NEW YORK (TheStreet) -- Searching for yield, investors have been racing to buy dividend-paying stocks.
Now some fund managers worry that high-yield stocks have become too rich. According to T. Rowe Price, a warning signal went off recently when dividend-paying stocks became more expensive than non-dividend payers -- a big change from the pattern that has held for past three decades.

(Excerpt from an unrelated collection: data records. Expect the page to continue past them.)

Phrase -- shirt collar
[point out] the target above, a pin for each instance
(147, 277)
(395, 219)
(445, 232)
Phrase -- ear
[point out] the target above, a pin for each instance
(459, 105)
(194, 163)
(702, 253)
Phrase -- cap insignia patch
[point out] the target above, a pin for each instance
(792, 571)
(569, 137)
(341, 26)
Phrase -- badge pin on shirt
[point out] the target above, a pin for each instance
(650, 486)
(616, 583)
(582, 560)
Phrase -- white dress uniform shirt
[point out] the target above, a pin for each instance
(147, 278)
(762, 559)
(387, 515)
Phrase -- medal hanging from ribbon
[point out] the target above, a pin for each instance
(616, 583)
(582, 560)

"A few years ago, it was like shooting fish in a barrel because all the dividend stocks were so cheap," says David Abella, portfolio manager of Rochdale Dividend & Income (RIMHX). "Now you have to search for names that have been overlooked."In 1980, the non-dividend stocks in the Russell 1000 index sold for a forward price-to-earnings ratio of almost 15, as investors embraced technology and other growth sectors that paid no yields. In contrast, dividend payers only had a ratio of around 5 because utilities and other yield-rich sectors seemed to be stodgy choices with little growth potential. Throughout the 1980s and 1990s, dividend payers remained unloved. As recently as 2005, their stocks had a P/E of around 15, while non-dividend payers traded near 20. Then the financial crisis caused an upheaval. With investors seeking safety, dividend stocks fared better during the downturns that swept markets in 2008 and 2011. By June this year, dividend stocks sold for a multiple of around 15, while non-dividend stocks traded for a bit less than that. The overvaluation has become particularly pronounced for utility stocks. Utilities Select Sector SPDR ETF (XLU) currently has a forward multiple of 15.8, compared to 13.8 for the S&P 500. Should you stay away from dividend-oriented funds? Not necessarily. But for safety, consider one of the top-performing funds that have been altering strategies to avoid buying overvalued stocks. A solid choice is T. Rowe Price Dividend Growth (PRDGX). During the past five years, the fund returned 2.3% annually, outdoing 88% of large blend funds. These days portfolio manager Tom Huber is underweight utilities and REITs, shares that can yield 4% or more. Instead, he is emphasizing growing companies that yield less than 3%. His portfolio includes unloved retailers and healthcare businesses. "Companies with 2% dividends are not necessarily on the radar screen of investors who are primarily concerned about getting high yields," Huber says.